Harare - Zimbabwe's President Robert Mugabe appeared in public on Friday for the first time since the army took charge, as the ruling party made plans to force him to step down after more than three decades in power.
The president, who is 93, opened a graduation ceremony at Zimbabwe Open University in Harare. He wore blue and yellow academic robes and a mortar board hat and appeared to fall asleep in his chair as his eyes closed and his head lolled.
Mugabe led the country's liberation struggle and has dominated its politics since independence in 1980 but this week's army takeover signals the collapse of his authority despite his insistence he remains in charge. A senior member of the Zanu PF ruling party said it wanted him gone.
"If he becomes stubborn, we will arrange for him to be fired on Sunday," the source said. "When that is done, it's impeachment on Tuesday."
In contrast, the military said in a statement on national television it was "engaging" with Mugabe. It referred to him as Commander in Chief and said it would announce an outcome as soon as possible.
The ruling Zanu PF party has called for a mass meeting in the capital on Saturday to show its support for the War Veterans group in their bid to remove Mugabe.
Mugabe is revered as an elder statesman and independence leader but he is also viewed by many in Africa as a president who crippled his country by remaining in power too long. He calls himself the grand old man of African politics.
The army appears to want him to go quietly and allow a transition to Emmerson Mnangagwa, whose sacking last week as vice president triggered the takeover.
A goal of the generals is to prevent Mugabe handing power to his wife, Grace, who appeared on the cusp of power after Mnangagwa was pushed out.
"NO GOING BACK"
Zimbabwe's official newspaper, the Herald, ran photographs late on Thursday showing Mugabe grinning and shaking hands with military chief General Constantino Chiwenga, who seized power this week.
The images stunned Zimbabweans who said it meant Mugabe was managing to hold out against Chiwenga's coup. Some political sources said he was trying to delay his departure until elections scheduled for next year.
The Zanu PF source said that was not the case. Anxious to avoid a protracted stalemate, party leaders were drawing up plans to dismiss Mugabe at the weekend if he refused to quit, the source said.
"There is no going back," the source told Reuters. "It's like a match delayed by heavy rain, with the home side leading 90-0 in the 89th minute."
The army is camped on his doorstep. Grace Mugabe is under house arrest and her key political allies are in military custody.

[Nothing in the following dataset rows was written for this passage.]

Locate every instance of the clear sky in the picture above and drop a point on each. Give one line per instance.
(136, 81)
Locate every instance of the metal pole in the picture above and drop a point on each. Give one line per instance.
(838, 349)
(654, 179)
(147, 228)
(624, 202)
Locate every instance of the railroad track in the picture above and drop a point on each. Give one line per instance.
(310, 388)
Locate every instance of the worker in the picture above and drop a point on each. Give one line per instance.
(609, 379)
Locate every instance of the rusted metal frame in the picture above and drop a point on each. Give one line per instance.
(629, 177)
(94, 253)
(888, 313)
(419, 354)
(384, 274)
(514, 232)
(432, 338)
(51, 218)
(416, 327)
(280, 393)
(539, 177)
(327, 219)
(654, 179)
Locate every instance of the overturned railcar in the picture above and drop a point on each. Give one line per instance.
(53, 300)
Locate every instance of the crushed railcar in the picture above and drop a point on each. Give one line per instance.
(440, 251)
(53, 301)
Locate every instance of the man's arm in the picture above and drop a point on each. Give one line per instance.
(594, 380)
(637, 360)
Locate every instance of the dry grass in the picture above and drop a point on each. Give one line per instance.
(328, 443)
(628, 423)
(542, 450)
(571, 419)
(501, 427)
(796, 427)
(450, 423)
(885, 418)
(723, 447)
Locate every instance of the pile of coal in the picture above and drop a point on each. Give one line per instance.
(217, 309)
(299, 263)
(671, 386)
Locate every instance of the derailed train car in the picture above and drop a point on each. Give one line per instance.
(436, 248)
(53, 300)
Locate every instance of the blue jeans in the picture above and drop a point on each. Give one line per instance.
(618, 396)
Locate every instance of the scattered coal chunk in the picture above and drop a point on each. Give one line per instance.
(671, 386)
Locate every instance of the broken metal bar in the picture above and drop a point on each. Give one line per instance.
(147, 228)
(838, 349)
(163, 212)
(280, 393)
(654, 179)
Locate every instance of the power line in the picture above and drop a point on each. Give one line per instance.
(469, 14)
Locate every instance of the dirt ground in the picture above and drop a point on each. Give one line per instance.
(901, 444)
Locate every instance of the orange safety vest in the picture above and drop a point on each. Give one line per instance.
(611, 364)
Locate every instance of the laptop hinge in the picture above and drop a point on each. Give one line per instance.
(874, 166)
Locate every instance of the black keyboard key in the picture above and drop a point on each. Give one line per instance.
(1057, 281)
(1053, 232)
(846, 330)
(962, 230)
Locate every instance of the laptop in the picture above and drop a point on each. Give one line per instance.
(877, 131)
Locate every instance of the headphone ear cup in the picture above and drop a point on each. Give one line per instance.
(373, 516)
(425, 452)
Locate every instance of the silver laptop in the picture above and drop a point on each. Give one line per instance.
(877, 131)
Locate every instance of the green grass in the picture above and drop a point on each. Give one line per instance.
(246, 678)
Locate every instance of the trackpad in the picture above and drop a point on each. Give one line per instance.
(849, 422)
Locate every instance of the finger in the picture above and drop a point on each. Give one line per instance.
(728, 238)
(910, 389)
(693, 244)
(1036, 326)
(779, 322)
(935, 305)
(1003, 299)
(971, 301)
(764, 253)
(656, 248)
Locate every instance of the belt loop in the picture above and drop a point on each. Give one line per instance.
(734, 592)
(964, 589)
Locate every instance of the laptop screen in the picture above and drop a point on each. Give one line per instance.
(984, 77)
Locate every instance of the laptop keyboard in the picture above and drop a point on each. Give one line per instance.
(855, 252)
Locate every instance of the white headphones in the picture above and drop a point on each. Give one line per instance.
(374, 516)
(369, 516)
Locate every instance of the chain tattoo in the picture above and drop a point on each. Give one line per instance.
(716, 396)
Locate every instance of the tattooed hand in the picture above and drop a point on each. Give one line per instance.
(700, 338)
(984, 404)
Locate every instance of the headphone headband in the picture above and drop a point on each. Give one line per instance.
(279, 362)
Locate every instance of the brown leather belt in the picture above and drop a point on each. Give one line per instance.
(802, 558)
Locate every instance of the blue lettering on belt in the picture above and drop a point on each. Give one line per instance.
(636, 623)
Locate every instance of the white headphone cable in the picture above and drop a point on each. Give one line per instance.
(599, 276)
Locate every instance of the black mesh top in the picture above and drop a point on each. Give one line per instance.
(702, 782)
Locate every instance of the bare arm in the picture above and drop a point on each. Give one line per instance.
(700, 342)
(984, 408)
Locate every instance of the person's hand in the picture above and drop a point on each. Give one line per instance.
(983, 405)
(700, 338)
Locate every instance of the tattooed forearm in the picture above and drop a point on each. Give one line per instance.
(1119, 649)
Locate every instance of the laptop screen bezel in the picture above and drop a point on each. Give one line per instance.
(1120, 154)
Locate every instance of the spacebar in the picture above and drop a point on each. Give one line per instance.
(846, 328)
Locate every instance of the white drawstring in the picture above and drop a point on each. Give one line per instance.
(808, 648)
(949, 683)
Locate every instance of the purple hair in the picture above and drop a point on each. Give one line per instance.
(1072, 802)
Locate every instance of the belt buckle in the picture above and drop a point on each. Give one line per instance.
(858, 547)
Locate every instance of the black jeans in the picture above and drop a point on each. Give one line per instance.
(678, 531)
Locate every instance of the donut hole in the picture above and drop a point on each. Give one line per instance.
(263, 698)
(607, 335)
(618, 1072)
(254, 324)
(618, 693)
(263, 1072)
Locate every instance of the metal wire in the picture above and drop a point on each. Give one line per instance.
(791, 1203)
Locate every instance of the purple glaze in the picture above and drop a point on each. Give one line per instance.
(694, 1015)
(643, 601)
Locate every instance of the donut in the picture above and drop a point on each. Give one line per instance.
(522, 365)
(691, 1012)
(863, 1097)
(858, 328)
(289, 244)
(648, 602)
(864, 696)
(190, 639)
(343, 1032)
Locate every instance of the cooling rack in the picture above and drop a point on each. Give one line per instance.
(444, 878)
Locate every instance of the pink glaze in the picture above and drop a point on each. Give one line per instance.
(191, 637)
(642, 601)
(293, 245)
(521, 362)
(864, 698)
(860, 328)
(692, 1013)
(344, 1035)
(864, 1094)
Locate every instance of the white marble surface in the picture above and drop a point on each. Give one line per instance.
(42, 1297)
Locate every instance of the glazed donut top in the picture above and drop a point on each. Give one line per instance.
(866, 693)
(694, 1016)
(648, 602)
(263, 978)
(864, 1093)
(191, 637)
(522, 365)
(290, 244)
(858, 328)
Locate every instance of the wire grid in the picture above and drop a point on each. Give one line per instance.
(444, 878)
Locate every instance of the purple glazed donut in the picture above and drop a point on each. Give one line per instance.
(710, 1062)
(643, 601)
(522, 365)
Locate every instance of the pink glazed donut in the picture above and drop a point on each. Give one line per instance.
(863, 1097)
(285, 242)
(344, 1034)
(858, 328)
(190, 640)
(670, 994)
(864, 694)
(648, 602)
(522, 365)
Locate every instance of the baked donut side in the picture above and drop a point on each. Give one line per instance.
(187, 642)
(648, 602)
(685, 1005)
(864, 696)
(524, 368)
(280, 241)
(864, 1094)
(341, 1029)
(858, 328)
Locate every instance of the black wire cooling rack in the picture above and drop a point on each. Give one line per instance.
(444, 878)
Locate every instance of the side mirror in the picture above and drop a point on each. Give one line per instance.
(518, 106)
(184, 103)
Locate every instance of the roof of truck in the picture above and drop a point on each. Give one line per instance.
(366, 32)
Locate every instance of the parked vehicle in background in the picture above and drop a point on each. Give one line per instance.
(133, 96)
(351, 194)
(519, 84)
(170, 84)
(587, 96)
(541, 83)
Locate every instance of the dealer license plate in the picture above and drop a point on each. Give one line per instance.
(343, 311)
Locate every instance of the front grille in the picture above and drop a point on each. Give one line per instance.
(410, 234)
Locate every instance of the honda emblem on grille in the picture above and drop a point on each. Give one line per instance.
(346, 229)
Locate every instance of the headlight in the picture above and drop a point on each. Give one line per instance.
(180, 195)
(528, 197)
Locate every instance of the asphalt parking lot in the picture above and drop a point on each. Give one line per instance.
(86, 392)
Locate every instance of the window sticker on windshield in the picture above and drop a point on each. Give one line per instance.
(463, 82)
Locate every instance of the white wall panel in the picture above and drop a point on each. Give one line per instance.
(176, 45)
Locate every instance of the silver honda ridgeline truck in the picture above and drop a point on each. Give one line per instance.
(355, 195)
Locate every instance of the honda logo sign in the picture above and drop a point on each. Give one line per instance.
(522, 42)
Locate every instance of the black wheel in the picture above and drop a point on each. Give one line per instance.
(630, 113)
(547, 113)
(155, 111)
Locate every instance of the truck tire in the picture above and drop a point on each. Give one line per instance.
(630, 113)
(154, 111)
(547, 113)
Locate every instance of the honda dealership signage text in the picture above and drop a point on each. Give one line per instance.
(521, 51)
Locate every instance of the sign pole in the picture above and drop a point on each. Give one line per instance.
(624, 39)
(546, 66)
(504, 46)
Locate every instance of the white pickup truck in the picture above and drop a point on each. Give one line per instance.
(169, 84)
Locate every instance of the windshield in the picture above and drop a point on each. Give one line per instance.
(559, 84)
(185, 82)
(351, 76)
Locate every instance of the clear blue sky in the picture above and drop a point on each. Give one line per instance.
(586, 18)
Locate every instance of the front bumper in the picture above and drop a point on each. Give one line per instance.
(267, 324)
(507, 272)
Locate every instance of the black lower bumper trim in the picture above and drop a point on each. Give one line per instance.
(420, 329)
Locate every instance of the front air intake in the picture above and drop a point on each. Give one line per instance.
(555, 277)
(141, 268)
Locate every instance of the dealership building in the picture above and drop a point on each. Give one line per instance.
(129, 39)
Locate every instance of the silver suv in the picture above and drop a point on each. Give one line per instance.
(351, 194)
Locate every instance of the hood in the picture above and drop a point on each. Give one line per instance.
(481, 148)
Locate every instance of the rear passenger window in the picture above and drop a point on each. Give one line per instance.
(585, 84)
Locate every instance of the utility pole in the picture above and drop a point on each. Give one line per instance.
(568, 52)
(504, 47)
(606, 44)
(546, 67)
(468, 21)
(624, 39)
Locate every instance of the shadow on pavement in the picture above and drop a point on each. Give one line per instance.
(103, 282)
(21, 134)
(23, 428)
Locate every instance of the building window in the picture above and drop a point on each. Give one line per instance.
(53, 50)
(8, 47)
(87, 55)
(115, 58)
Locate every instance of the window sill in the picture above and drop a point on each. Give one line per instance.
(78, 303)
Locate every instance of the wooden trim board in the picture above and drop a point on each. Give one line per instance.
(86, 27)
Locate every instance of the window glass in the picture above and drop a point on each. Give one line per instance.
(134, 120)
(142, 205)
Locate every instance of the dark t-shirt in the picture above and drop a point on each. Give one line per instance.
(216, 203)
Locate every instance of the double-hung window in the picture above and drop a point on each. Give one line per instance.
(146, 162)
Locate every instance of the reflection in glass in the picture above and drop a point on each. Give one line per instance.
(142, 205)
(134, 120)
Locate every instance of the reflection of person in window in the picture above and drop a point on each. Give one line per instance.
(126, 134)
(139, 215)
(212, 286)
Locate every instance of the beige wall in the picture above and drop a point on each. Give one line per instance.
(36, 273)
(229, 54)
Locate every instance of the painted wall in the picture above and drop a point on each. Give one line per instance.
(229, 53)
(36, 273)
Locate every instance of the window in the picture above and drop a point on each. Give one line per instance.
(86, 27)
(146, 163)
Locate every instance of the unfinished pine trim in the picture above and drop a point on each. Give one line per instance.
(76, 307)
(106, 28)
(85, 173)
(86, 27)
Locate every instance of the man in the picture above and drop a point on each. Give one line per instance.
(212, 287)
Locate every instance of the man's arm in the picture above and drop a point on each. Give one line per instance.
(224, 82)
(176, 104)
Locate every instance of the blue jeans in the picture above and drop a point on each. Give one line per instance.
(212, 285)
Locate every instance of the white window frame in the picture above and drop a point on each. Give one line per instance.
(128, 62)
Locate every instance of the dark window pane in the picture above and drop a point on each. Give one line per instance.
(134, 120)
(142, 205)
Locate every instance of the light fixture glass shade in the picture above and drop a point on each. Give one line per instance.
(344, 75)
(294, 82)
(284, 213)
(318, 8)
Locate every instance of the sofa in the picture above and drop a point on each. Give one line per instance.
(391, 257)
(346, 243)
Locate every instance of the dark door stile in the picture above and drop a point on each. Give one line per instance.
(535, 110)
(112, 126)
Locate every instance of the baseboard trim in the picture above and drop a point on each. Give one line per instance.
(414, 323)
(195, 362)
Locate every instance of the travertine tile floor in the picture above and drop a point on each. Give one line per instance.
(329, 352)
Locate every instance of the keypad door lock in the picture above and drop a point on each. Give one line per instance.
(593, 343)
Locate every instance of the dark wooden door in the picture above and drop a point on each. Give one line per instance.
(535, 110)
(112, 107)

The police, once a bastion of support, have showed no signs of resistance.
Furthermore, he has little popular backing in the capital, a stronghold of support for opposition parties that have tapped into the anger and frustration at his handling of the economy, which collapsed after the seizure of white-owned farms in 2000.
Unemployment is now running at nearly 90 percent and chronic shortages of hard currency have triggered hyperinflation, with the prices of imports rising as much as 50 percent a month.
Mugabe has won a series of elections but his critics in Africa and the West say his handling of the economy has been disastrous and he has used violence to maintain power. Botswana's President Ian Khama told him to resign.
"I don't think anyone should be President for that amount of time. We are Presidents. We are not monarchs. It's just common sense," Khama said.
Speaking at a Southern African Development Community meeting in Botswana's capital Gaborone, South Africa's President Jacob Zuma struck a different chord.
"We note with great concern the unfolding political development in Zimbabwe and we hope that they will not lead to unconstitutional change of government," Zuma said.
Dumiso Dabengwa, a Zimbabwean liberation war veteran and KGB-trained former intelligence chief, said Mugabe's fate was sealed but old age was causing him to dig in his heels.
"At his age, everybody becomes very stubborn and he would be no exception," he told reporters in Johannesburg.
"He certainly will not do it easily, but I think the people will show him that he's no longer wanted."
U.S. Secretary of State Rex Tillerson on Friday urged "a quick return to civilian rule" in Zimbabwe.
"Zimbabwe has an opportunity to set itself on a new path, one that must include democratic elections and respect for human rights," Tillerson told the foreign ministers from the African continent ahead of a meeting in Washington.
The United States, a longtime Mugabe critic, is seeking "a new era", the State Department's top official for Africa said, an implicit call for Mugabe to quit.
Read more: Botswana's Khama tells Mugabe to go
In an interview with Reuters, acting US Assistant Secretary of State for African Affairs Donald Yamamoto appeared to dismiss the idea of keeping Mugabe in an interim or ceremonial role.
"It's a transition to a new era for Zimbabwe, that's really what we're hoping for," Yamamoto said.
For its part, China's Foreign Ministry called for a peaceful resolution in Zimbabwe under a legal framework.